Say President Will Live.

     The men shook their heads. “Have you seen the President this morning?” asked one of them.
     “I have not seen him,” answered Colonel Roosevelt, “but I know that he is getting better all the time, and I have not now the slightest reason to doubt that he will recover and very rapidly, too. He will be back at his duties at Washington before long.”
     “Thank God for that,” said one of the workmen.
     The Vice President nodded his hearty approval and then walked on with Mr. Wilcox. He remained in the Milburn house a few minutes and came out with a broad smile on his face.
     He told all inquirers that he was fully satisfied that the President’s condition was constantly more encouraging.
     From the Milburn house the Vice President returned to Ansley Wilcox’s for luncheon. Secretary of War Root was at the luncheon, and the Vice President and the Secretary sat together for a long time in the shaded veranda of Mr. Wilcox’s house.
     The friendship between Mr. Root and the Vice President, though it is of long standing, has been made apparent to a great many people during their stay here in Buffalo together and where all their meetings and the manner of them have been more or less in the glare of publicity. Late in the afternoon the Vice President, Secretary Root, and Mr. Wilcox walked up to the Milburn home, and, after the usual inquiries as to the President’s progress, the walk was continued to Lincoln Park, a distance of several miles. They returned at dusk and the Vice President had just time to dress for dinner. He dined as usual with Mr. Root at the house of Mr. Sprague.

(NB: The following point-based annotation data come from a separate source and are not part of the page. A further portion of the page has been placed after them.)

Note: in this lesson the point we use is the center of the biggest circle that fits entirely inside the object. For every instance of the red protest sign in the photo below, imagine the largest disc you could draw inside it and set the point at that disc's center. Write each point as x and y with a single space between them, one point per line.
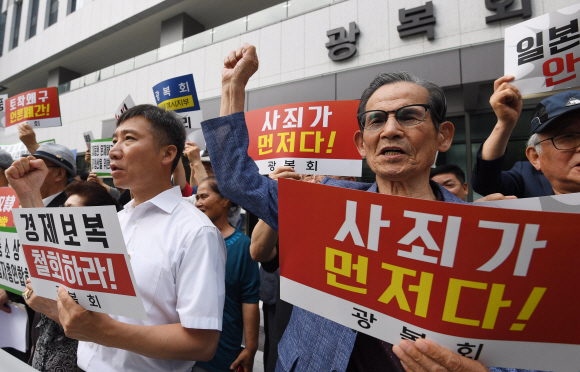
100 272
40 107
312 137
502 281
83 250
8 201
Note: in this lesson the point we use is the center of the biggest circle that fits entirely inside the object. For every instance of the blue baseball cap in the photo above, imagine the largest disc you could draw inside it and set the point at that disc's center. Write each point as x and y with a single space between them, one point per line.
553 107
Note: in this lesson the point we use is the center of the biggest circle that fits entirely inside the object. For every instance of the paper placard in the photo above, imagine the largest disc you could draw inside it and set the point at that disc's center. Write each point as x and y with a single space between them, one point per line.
125 105
83 250
39 107
100 162
496 285
13 265
179 95
542 53
312 137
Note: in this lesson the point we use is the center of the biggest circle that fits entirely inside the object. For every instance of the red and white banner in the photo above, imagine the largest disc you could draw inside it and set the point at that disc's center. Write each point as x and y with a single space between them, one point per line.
312 137
39 107
543 53
82 249
8 201
496 285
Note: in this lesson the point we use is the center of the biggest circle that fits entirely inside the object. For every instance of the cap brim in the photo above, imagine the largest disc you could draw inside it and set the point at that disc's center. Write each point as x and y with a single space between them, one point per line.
543 126
68 170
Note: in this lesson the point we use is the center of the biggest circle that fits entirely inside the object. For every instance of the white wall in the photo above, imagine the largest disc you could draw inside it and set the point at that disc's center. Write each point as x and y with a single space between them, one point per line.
94 17
289 50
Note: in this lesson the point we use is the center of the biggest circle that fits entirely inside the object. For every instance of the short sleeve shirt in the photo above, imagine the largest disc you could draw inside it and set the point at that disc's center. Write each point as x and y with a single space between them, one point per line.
178 259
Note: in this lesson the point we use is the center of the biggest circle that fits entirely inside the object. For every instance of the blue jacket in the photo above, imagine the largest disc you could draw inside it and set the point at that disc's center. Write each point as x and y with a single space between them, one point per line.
523 180
310 342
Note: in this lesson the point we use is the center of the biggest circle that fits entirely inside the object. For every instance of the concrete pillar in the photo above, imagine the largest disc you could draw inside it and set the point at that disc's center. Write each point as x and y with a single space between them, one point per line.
179 27
60 75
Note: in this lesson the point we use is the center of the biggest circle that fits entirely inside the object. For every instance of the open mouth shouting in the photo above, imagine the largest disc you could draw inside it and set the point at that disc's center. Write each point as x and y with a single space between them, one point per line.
392 151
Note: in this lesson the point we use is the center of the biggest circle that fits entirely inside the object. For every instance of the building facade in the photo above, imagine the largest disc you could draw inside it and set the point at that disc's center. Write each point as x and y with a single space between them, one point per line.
99 51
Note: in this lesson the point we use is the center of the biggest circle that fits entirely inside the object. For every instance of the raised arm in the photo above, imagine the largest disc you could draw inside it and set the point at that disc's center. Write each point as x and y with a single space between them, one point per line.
264 238
28 137
506 102
227 141
239 66
198 172
26 176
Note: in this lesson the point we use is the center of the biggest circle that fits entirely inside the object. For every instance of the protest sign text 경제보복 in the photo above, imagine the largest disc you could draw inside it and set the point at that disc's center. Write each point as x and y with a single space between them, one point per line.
82 249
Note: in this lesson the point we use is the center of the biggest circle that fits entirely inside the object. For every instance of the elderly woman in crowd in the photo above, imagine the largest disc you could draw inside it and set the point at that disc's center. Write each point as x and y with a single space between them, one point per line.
241 313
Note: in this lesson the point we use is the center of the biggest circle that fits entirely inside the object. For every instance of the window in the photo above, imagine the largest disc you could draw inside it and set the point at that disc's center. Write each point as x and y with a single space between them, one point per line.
33 18
2 27
52 12
16 23
74 5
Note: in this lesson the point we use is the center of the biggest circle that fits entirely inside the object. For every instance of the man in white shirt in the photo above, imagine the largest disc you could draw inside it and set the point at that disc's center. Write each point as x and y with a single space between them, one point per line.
177 255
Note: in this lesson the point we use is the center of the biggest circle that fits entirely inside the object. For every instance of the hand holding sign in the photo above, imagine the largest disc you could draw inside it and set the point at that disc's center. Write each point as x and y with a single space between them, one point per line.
78 323
426 355
42 305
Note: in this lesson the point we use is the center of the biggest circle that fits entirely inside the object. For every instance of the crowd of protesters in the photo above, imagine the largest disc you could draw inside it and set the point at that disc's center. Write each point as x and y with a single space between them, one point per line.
198 273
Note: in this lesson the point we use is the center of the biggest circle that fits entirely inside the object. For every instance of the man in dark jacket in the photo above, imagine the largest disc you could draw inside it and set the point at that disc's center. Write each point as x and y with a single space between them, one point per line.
539 176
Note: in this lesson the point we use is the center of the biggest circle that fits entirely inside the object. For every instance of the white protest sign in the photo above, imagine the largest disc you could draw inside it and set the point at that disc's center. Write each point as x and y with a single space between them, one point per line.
88 137
197 137
566 203
83 250
542 53
13 328
3 98
125 105
100 162
13 267
179 95
17 150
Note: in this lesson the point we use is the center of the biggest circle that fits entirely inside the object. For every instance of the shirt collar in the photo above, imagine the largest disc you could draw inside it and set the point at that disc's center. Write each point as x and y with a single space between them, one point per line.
166 201
446 194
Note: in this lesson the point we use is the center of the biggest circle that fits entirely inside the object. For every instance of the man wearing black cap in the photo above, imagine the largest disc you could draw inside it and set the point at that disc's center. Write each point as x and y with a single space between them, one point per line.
552 151
61 167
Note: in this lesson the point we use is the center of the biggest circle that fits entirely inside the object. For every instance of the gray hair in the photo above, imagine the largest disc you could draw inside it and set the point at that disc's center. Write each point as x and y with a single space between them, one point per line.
437 101
534 142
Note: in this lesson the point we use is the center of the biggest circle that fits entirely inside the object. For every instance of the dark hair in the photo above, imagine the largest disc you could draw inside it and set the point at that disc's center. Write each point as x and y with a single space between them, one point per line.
166 127
83 173
213 186
448 168
92 193
437 101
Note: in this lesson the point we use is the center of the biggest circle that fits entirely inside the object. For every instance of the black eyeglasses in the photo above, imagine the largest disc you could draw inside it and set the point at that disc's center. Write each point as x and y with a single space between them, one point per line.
564 141
407 116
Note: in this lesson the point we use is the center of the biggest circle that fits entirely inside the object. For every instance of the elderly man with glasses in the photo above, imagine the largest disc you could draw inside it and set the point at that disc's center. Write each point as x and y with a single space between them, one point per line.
552 150
402 126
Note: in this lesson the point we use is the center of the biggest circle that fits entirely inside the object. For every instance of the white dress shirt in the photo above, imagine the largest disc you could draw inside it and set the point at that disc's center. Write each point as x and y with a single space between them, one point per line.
178 257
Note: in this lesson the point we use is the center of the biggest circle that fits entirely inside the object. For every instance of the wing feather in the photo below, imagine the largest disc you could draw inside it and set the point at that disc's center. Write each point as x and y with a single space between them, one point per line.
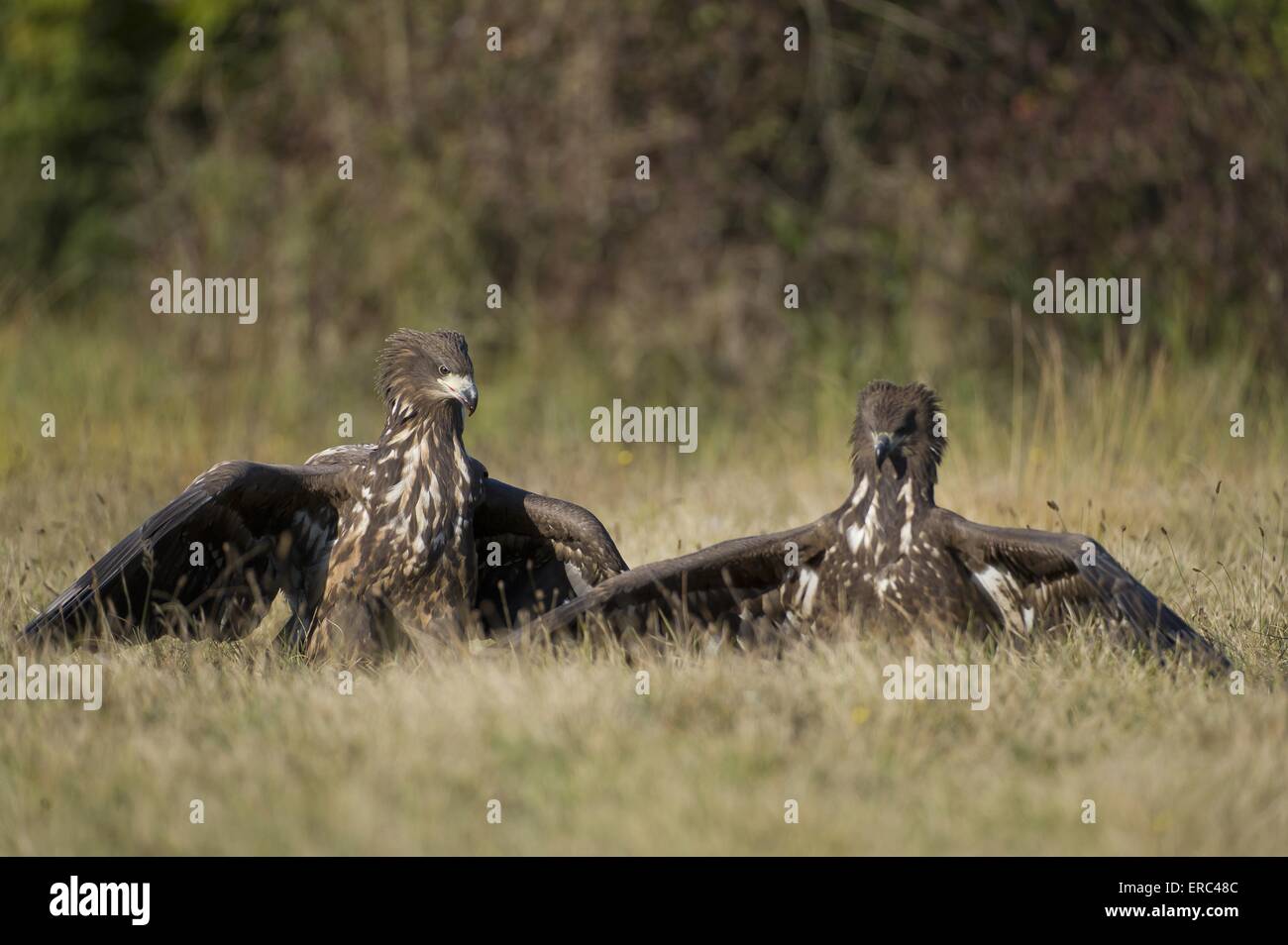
239 514
1031 575
549 551
708 583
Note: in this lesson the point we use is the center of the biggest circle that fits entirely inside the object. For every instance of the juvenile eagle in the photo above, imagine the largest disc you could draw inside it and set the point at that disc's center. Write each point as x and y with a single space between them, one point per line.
361 540
890 551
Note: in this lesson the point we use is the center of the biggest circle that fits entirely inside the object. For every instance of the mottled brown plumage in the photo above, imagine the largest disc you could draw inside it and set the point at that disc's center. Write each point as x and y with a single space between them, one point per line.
364 541
890 551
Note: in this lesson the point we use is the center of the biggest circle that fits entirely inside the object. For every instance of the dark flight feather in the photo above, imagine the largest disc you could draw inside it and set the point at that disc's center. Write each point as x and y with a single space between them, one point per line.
890 550
362 540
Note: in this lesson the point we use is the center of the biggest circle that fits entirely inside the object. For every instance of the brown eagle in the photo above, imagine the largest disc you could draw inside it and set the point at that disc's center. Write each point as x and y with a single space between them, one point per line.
890 551
362 540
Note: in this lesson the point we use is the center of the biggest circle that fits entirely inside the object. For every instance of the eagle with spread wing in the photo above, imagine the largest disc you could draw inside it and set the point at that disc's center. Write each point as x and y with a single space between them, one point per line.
890 551
362 540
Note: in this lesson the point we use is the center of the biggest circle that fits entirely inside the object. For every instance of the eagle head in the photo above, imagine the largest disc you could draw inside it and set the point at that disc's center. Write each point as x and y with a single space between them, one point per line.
421 370
897 428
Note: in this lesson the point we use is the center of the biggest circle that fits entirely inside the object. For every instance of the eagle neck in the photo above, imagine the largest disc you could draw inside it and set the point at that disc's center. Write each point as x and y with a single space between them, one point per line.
885 489
421 472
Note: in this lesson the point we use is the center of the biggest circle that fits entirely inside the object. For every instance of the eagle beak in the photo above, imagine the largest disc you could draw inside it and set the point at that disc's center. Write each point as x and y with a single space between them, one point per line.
469 395
883 447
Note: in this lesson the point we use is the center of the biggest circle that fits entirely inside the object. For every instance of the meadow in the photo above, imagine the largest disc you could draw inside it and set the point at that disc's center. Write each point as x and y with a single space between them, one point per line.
1134 451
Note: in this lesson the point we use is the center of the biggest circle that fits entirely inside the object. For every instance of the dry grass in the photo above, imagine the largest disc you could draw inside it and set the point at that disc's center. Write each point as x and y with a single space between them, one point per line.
703 763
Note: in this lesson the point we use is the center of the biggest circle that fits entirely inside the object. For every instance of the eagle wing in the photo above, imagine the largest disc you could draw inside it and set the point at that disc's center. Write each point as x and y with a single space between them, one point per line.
532 551
535 551
1044 576
217 554
759 575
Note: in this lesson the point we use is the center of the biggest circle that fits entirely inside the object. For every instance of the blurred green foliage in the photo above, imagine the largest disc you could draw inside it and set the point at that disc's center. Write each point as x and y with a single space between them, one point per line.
768 167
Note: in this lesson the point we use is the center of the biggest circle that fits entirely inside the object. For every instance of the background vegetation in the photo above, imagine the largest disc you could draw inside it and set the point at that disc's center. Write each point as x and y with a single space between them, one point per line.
767 167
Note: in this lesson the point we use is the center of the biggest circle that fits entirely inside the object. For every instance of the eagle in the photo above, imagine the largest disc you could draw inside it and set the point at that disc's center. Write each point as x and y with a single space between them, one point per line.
364 541
892 554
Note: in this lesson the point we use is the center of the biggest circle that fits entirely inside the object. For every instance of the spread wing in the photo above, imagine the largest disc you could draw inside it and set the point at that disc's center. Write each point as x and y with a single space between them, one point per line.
535 551
761 575
532 551
215 554
1044 576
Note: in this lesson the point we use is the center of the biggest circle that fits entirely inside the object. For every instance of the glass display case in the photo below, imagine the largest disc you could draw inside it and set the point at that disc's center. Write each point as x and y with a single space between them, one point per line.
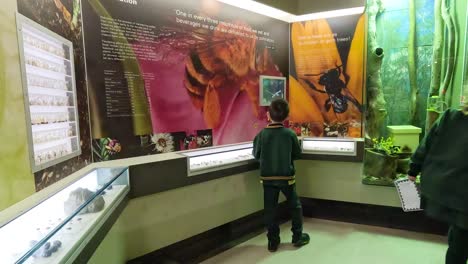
330 146
50 95
217 158
53 231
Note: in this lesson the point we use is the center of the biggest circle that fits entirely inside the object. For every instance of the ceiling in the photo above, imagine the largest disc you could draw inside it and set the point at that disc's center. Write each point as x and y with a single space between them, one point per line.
302 7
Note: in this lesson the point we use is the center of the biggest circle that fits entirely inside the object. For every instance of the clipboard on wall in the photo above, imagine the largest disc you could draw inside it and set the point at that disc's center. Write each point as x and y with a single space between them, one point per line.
409 194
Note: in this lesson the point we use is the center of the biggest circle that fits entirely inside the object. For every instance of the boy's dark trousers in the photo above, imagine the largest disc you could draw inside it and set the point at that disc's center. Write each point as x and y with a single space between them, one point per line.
270 200
457 252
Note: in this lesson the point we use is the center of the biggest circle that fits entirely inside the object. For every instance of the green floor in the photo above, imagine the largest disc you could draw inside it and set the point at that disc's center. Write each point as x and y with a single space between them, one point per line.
336 242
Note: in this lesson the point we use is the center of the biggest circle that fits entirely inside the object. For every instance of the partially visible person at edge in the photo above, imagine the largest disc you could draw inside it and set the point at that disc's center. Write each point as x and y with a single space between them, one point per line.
442 160
276 148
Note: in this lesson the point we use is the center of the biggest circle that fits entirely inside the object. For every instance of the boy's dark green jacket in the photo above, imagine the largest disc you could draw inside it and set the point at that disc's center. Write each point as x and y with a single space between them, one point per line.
442 159
276 147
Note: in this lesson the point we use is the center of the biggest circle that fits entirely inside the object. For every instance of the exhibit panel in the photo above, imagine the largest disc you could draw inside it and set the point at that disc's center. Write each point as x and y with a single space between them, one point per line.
50 95
57 229
218 158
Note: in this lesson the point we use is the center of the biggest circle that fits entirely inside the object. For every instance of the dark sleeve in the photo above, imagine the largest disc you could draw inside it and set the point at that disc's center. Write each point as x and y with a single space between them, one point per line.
418 157
296 149
257 146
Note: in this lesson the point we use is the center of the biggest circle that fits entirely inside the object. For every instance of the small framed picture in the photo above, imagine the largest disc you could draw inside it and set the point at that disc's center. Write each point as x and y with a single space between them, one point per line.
271 87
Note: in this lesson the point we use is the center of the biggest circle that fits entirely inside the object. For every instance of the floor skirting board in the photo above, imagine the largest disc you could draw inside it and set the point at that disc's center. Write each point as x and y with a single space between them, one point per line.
212 242
375 215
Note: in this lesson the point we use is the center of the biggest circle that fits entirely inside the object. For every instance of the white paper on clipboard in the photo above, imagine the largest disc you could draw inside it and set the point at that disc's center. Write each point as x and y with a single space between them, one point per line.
409 195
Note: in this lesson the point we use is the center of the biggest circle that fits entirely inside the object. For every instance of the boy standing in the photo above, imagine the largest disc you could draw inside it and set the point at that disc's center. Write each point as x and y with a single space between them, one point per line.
276 148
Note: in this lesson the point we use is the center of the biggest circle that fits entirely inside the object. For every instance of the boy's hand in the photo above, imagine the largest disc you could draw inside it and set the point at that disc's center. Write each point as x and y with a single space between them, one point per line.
412 178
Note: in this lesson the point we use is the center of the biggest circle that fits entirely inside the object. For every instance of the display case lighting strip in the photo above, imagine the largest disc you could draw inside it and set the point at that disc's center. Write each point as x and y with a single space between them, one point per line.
269 11
260 8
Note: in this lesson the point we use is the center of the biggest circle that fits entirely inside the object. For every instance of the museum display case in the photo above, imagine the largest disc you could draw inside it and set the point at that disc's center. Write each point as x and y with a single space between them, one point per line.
218 158
330 146
50 95
56 229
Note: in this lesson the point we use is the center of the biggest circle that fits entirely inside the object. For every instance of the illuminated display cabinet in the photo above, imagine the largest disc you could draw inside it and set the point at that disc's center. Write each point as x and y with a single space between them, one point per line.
50 94
330 146
217 158
56 229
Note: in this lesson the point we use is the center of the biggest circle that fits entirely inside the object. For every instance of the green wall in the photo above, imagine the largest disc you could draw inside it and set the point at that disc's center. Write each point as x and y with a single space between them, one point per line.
153 222
461 13
16 178
341 181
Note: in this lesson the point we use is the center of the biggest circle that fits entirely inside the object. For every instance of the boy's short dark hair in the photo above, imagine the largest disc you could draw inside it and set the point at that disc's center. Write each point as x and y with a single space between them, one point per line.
279 110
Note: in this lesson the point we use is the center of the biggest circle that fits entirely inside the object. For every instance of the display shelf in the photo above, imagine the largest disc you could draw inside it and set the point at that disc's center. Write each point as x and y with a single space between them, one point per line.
50 94
52 231
218 158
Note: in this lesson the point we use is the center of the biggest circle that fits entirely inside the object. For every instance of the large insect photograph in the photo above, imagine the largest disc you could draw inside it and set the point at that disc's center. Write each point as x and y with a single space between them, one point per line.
327 77
200 64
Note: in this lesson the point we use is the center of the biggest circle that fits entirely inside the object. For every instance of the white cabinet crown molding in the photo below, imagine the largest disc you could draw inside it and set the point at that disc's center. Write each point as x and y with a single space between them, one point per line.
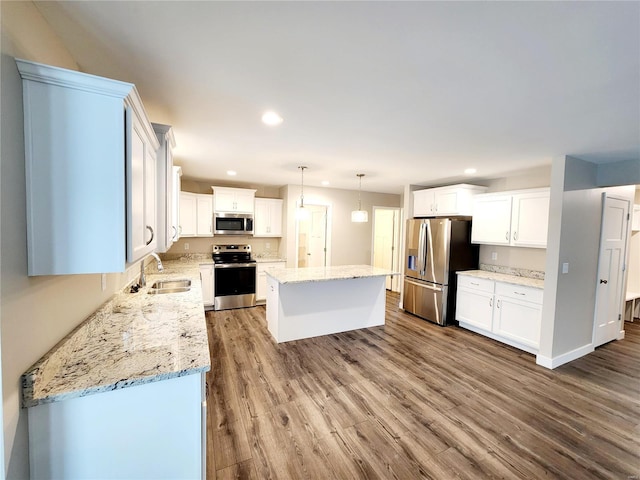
61 77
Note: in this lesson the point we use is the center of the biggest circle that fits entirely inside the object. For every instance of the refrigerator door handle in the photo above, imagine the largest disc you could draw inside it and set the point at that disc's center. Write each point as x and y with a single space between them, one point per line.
428 286
422 261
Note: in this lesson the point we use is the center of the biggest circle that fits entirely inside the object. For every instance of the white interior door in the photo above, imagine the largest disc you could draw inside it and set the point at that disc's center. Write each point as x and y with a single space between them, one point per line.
312 237
386 235
609 293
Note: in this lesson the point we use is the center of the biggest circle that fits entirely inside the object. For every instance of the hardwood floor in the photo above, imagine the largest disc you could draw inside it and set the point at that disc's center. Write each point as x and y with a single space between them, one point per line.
413 400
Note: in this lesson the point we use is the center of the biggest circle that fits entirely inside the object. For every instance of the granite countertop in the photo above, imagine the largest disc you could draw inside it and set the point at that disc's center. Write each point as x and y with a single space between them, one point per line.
502 277
268 259
134 338
321 274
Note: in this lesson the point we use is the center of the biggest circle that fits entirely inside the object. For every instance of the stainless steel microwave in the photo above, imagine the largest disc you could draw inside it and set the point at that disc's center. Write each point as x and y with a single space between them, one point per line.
225 223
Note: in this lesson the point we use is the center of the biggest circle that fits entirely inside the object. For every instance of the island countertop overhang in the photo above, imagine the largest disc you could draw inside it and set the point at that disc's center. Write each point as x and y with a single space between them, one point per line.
322 274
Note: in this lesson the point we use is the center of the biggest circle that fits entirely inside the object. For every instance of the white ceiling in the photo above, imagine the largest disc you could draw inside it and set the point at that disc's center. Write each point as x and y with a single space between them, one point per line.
405 92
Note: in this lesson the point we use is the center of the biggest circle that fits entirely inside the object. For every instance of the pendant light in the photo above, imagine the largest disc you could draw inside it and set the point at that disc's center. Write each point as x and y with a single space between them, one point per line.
301 212
359 216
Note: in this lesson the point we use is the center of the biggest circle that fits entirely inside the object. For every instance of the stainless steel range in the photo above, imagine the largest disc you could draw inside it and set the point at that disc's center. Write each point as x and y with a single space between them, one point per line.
234 277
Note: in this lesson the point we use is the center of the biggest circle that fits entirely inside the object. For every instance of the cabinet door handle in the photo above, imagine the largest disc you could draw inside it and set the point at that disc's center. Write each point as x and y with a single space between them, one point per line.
152 235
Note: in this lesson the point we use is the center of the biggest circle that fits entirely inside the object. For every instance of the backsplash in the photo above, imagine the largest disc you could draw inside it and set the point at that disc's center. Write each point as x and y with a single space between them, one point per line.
518 272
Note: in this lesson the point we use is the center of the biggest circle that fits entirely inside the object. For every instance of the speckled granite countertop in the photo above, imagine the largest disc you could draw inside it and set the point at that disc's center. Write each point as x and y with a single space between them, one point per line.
321 274
134 338
502 277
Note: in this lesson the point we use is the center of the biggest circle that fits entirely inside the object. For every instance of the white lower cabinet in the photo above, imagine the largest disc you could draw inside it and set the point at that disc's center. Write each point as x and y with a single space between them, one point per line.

Roosevelt on “Yellow” Papers.

     There is a story concerning the Vice President going around the Buffalo clubs today which is sufficiently in accordance with Colonel Roosevelt’s general character to need no further verification. Some friend asked the Vice President how much, in his opinion, the “yellow” press was to blame for the attempt to kill the President.
     The Vice President has no particular reason to speak dearly of the particular newspaper to which his friend referred, and the thought that what he said might be attributed to his own personal pique against the newspaper apparently checked him for a moment as he was about to answer. He looked his questioner squarely in the eye for a moment and then there flashed over his face one of the grimmest of his grim smiles.
     “By their works,” he said, “ye shall know them.”
     Colonel Roosevelt has not yet decided when he will leave Buffalo for Oyster Bay. If there should be the slightest unfavorable turn in the reports from the President’s bedside the Vice President’s stay will be indefinitely prolonged.

Annoyed by Hosts of Cameras.

     The great army of Pan-American visitors in Buffalo, now that the gravest apprehensions for the President’s injury are past, have come to regard the Vice President and Mr. Hanna as two of the objects of interest. An astonishingly large number of them who came to see the great Buffalo show are armed with cameras. One man who has been much on the street with both the Vice President and the Senator from Ohio, said he found his nerves pretty well shattered by the constant clicking of all manner and shapes of camera shutters. Not infrequently both of the distinguished visitors have felt it wise to hail a passing carriage in order to escape from the embarrassing attentions of the young men and women who surround them with instruments.

Will Not Go to Cleveland.

     The Vice President has received urgent invitations from the people of Cleveland to attend the Grand Army encampment next Thursday. He has asked Senator Hanna, who is going to the encampment, to express his regrets to the people of Cleveland and the Grand Army men that he does not feel that he ought to accept their invitation.